Jakarta, MI - Kamar Dagang dan Industri Indonesia (Kadin) memperkirakan perputaran uang selama libur Idulfitri 1447 H/2026 bisa mencapai Rp148,3 triliun, atau naik sekitar 8% dibandingkan tahun lalu.
Wakil Ketua Umum Kadin Bidang Otonomi Daerah, Sarman Simanjorang, menjelaskan proyeksi tersebut mengacu pada survei Kementerian Perhubungan yang memperkirakan jumlah masyarakat yang melakukan perjalanan mudik mencapai 143,9 juta orang. Angka ini setara dengan 50,6% dari total penduduk Indonesia, meski turun 1,75% dibandingkan tahun 2025 yang mencapai 146,4 juta orang.
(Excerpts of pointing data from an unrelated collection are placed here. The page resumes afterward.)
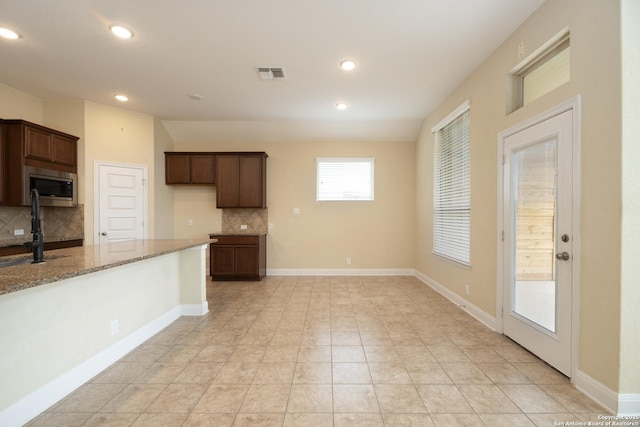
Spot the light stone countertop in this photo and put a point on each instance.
(66, 263)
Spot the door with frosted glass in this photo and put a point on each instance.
(538, 236)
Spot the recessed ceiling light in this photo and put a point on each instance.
(8, 33)
(348, 64)
(120, 31)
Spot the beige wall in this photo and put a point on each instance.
(595, 75)
(163, 205)
(19, 105)
(630, 314)
(376, 234)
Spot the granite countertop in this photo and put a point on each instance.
(66, 263)
(214, 235)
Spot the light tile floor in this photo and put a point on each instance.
(325, 351)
Menurut Sarman, jumlah tersebut jika dikonversikan setara dengan sekitar 36 juta kepala keluarga, dengan asumsi satu keluarga terdiri dari rata-rata 4 orang. Jika setiap keluarga membawa uang sekitar Rp4,1 juta selama mudik, maka perputaran uang diperkirakan mencapai Rp148,3 triliun.
Namun demikian, Sarman menilai angka tersebut masih bersifat moderat dan berpotensi meningkat.
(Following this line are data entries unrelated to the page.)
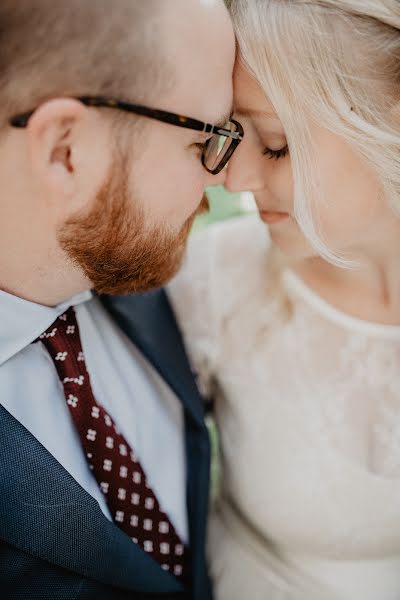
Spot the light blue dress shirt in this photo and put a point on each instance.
(144, 408)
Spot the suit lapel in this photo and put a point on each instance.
(149, 322)
(41, 504)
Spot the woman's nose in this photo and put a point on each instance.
(244, 171)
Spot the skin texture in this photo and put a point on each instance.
(86, 205)
(355, 218)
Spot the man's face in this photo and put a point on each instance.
(134, 235)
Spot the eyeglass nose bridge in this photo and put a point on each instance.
(235, 136)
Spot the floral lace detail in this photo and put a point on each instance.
(308, 407)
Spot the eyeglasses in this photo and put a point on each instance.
(217, 150)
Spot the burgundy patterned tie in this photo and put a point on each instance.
(132, 503)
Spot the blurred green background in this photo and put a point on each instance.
(223, 205)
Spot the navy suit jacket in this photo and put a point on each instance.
(55, 542)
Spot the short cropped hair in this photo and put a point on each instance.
(52, 48)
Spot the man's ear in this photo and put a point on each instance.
(52, 137)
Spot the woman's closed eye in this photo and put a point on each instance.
(276, 154)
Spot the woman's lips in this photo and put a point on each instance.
(271, 216)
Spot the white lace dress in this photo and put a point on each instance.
(308, 410)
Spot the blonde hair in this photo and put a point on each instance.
(337, 63)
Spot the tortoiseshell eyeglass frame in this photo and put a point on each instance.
(236, 137)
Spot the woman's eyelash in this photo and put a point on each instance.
(276, 154)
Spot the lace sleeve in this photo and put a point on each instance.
(191, 293)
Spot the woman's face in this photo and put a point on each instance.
(352, 212)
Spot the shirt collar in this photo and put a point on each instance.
(21, 321)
“Masih berpotensi mencapai sekitar Rp 162 triliun dengan asumsi rata-rata per keluarga membawa uang Rp 4,5 juta. Uang tersebut akan banyak beredar di Jawa Tengah, Jawa Timur dan Jawa Barat. Sisanya menyebar ke Sumatra, Sulawesi, Kalimantan, Bali dan berbagai destinasi wisata lainnya,” jelas Sarman dalam keterangan resminya pada Kamis (19/3/2026).
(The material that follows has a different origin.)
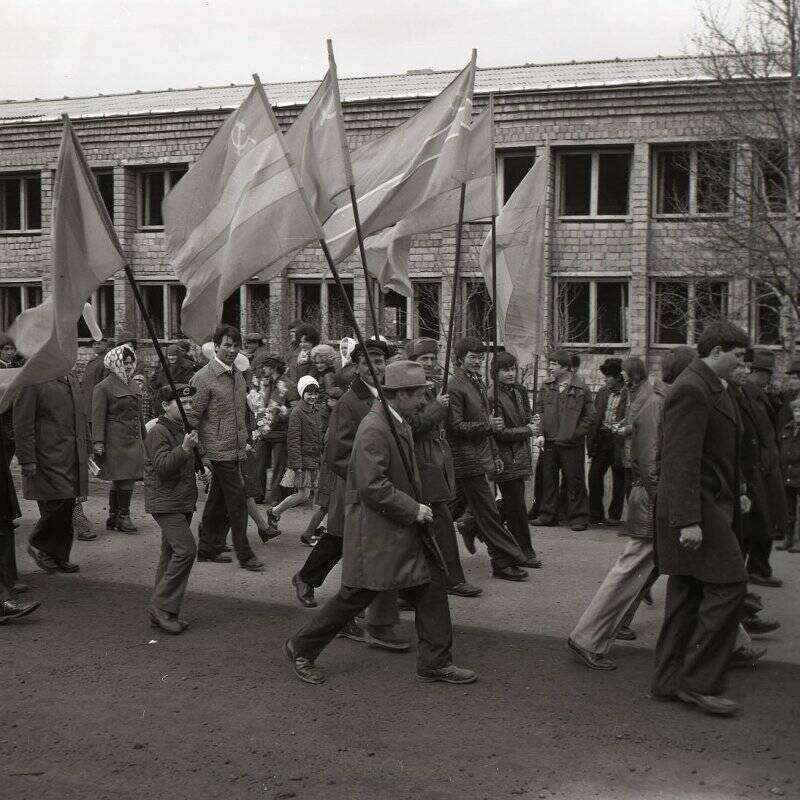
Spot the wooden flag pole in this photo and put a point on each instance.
(453, 298)
(362, 251)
Sarman mengatakan, melihat pergerakan ekonomi sejak libur Natal dan Tahun Baru, kemudian berlanjut ke Imlek hingga Idulfitri, pihaknya optimistis target pertumbuhan ekonomi periode Kuartal I/2026 sebesar 5,4%-5,5% bisa tercapai.
Namun, ia menekankan ada sejumlah catatan yang perlu diperhatikan pemerintah. Salah satunya adalah menjaga psikologi masyarakat melalui jaminan, termasuk memastikan ketersediaan BBM dan gas tetap aman selama maupun setelah periode Lebaran.
“Dengan demikian, masyarakat tidak ragu membelanjakan uangnya di daerah masing masing. Hal sangat penting karena masyarakat juga mengikuti perkembangan geopolitik perang Iran, AS dan Israel yang berpotensi mengganggu pasokan BBM dan gas ke dalam negeri,” tutur Sarman.